In den vergangenen Monaten wurden, auf Basis einer Anforderungssammlung des Arbeitskreises Use Cases, in den technischen Arbeitskreisen die Spezifikationsdokumente für „omlox hub“ und „core zone“ fertiggestellt. Wie in der PI-Technologiefamilie gelebte Praxis, konnten die Dokumente in Review- und Freigabeprozessen von allen Mitgliedern geprüft werden und stehen nun in einer finalen Version für alle Mitglieder zum Download bereit.
Aufnahme von MTP in das Technologie-Portfolio von PI
Besonders erfreut zeigt sich Schneider über den Auftrag, die Module-Type-Package (MTP)-Technologie in das PI-Portfolio aufzunehmen.

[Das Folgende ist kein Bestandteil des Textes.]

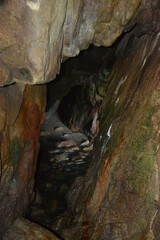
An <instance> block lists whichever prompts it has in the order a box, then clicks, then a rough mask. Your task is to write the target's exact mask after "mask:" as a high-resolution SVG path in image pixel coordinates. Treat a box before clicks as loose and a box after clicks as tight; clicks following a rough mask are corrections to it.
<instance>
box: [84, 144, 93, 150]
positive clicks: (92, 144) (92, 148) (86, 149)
mask: <svg viewBox="0 0 160 240" xmlns="http://www.w3.org/2000/svg"><path fill="white" fill-rule="evenodd" d="M92 150H93V144H92V145H91V146H89V147H85V148H83V151H92Z"/></svg>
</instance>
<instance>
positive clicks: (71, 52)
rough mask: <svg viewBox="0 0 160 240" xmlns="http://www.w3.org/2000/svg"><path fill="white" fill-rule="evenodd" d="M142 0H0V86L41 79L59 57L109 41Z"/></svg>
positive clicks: (52, 79)
mask: <svg viewBox="0 0 160 240" xmlns="http://www.w3.org/2000/svg"><path fill="white" fill-rule="evenodd" d="M142 2H143V1H142V0H134V1H126V0H120V1H119V0H116V1H115V0H94V1H93V0H92V1H91V0H78V1H77V0H27V1H26V0H10V1H7V0H5V1H1V4H0V13H1V14H0V23H1V28H0V86H4V85H8V84H11V83H13V82H20V83H26V84H36V83H45V82H47V81H51V80H53V79H54V78H55V76H56V74H57V73H58V72H59V69H60V64H61V61H62V60H63V57H65V58H66V57H72V56H75V55H77V54H78V53H79V51H80V50H82V49H86V48H88V46H89V44H95V45H97V46H100V45H104V46H109V45H111V44H112V43H113V42H114V41H115V40H116V39H117V38H118V36H120V34H121V33H122V31H123V29H124V26H125V25H126V24H127V23H128V21H129V20H130V19H131V18H132V17H133V15H134V14H135V12H136V11H137V9H138V8H139V7H140V5H141V3H142Z"/></svg>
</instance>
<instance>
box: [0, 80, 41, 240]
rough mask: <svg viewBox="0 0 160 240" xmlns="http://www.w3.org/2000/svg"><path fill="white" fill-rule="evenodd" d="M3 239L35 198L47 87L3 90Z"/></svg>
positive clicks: (2, 232) (38, 87)
mask: <svg viewBox="0 0 160 240" xmlns="http://www.w3.org/2000/svg"><path fill="white" fill-rule="evenodd" d="M0 99H1V101H0V109H1V128H0V130H1V141H0V147H1V159H0V161H1V174H0V176H1V182H0V202H1V204H0V235H1V234H2V233H3V231H4V230H5V229H6V228H7V227H8V226H9V225H10V224H11V223H12V222H13V220H14V219H15V218H16V217H17V216H21V215H22V214H24V213H25V211H26V208H27V207H28V203H29V202H30V201H31V198H32V196H33V186H34V174H35V169H36V161H37V154H38V150H39V143H38V140H39V134H40V123H41V122H42V121H43V119H44V108H45V86H25V85H21V84H14V85H11V86H8V87H5V88H1V89H0Z"/></svg>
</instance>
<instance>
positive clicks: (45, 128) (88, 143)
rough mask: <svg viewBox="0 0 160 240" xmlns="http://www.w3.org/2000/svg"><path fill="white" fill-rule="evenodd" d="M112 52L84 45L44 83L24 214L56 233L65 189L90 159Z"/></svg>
mask: <svg viewBox="0 0 160 240" xmlns="http://www.w3.org/2000/svg"><path fill="white" fill-rule="evenodd" d="M113 56H114V54H113V48H103V47H101V48H96V47H90V48H89V50H87V51H84V52H82V53H81V54H80V55H79V56H78V57H76V58H73V59H69V60H68V61H66V62H65V63H63V65H62V68H61V73H60V75H58V77H57V78H56V79H55V80H54V81H53V82H51V83H48V85H47V106H46V118H45V122H44V123H43V124H42V126H41V137H40V152H39V159H38V168H37V173H36V185H35V192H36V195H35V200H34V201H33V204H32V206H31V209H30V213H29V218H31V219H32V220H33V221H35V222H38V223H39V224H41V225H43V226H45V227H47V228H49V229H50V230H54V231H56V223H57V222H56V219H57V218H58V217H59V216H64V219H67V196H68V194H69V193H70V188H71V186H72V184H73V183H74V182H75V181H76V182H77V181H79V182H81V181H82V179H83V177H84V176H85V174H86V172H87V169H88V167H89V165H90V163H91V159H92V150H93V144H94V141H95V138H96V136H97V134H98V131H99V117H100V116H99V114H100V109H101V104H102V101H103V98H104V96H105V93H106V90H107V86H108V76H109V72H110V69H111V67H112V64H113V59H114V57H113Z"/></svg>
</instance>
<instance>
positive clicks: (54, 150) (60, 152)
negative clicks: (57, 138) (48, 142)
mask: <svg viewBox="0 0 160 240" xmlns="http://www.w3.org/2000/svg"><path fill="white" fill-rule="evenodd" d="M62 152H63V150H61V149H54V150H51V151H48V153H51V154H53V153H62Z"/></svg>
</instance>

Namur und ZVEI haben MTP ins Leben gerufen. Nun seien die Organisationen an PI herangetreten, die Technologie zur Automatisierung modularer Produktionsanlagen für die Praxis weiterzuentwickeln und international zu verbreiten. „Für PI ist die Kooperation mit anderen Organisationen und Verbänden keine neue Aufgabe. Bereits seit 10 Jahren demonstrieren wir mit FDI eindrücklich, dass über die Zusammenarbeit schneller erfolgreiche Technologien in den Markt gebracht werden können“, erklärte Schneider. Und so werden bei MTP die Namur und der ZVEI weiterhin eine wesentliche Rolle spielen und die Anforderungen an die Technologie aufstellen. PI wird diese aufgreifen und in Technologie- und Marketing-Arbeitsgruppen im Detail spezifizieren, in die nationale und internationale Normung führen und für deren Verbreitung am Markt sorgen. Darüber hinaus wird PI die Erfahrung bei Training und Zertifizierung einbringen und damit Angebote für MTP entwickeln. „Wir sehen MTP als ideale Ergänzung zu unserer Technologie“, freut sich Schneider. „PI befindet sich in einer Transformation von einer Feldbus-Organisation zu einem echten Enabler für Industrie 4.0 in der Produktion.“
Nächste Schritte der Profinet Security Integration
Zuletzt warf Schneider noch einen Blick uf die Sicherheit von Industrie 4.0-Anwendungen. Nach der Konzeptdefinition und dem Abgleich mit den Anwendern, in dem Profinet Security in drei abgestuften Security Klassen definiert und Security Class 1 bereits in der letzten Spezifikation und in Guidelines ausgearbeitet wurde, sind nun zwei weitere Schritte erfolgt:
Für die Umsetzung der Class 1 ist die Signierung der GSD wichtiger Bestandteil. Mit einer signierten GSD kann sichergestellt werden, dass die GSDML, die die technischen Eigenschaften eines Gerätes in einer XML-Datei beschreibt, weder versehentlich noch absichtlich verändert worden ist. Für Anwender von Profinet ist dies eine wichtige Unterstützung für den sicheren Betrieb ihrer Anlage. Hierfür muss eine entsprechende Infrastruktur innerhalb von PI und ggf. bei den Herstellern aufgebaut werden. Dieser Aufbau und der spätere Betrieb einer entsprechenden Security-Infrastruktur zur Signierung von GSDs wurde gestartet.
Ein zweiter Schritt ist nun die umfängliche Spezifikation der Security Class 2 und 3 als Teil der aktuell im PI-Review befindlichen Profinet-Spezifikation. Hier sind Integrität, Authentifizierung und Vertraulichkeit (Confidentiality) sowohl für azyklische, aber auch zyklische Profinet-Kommunikation möglich. In konstruktiven Gesprächen haben Experten von verschiedenen Firmen und Hochschulen aus den umfangreichen Möglichkeiten eine passende Security-Lösung für den OT-Bereich erarbeitet. Zusätzlich entstehen gerade für die Nicht-Experten, gut lesbare Guidelines und Whitepapers zur Anwendung der Profinet Security.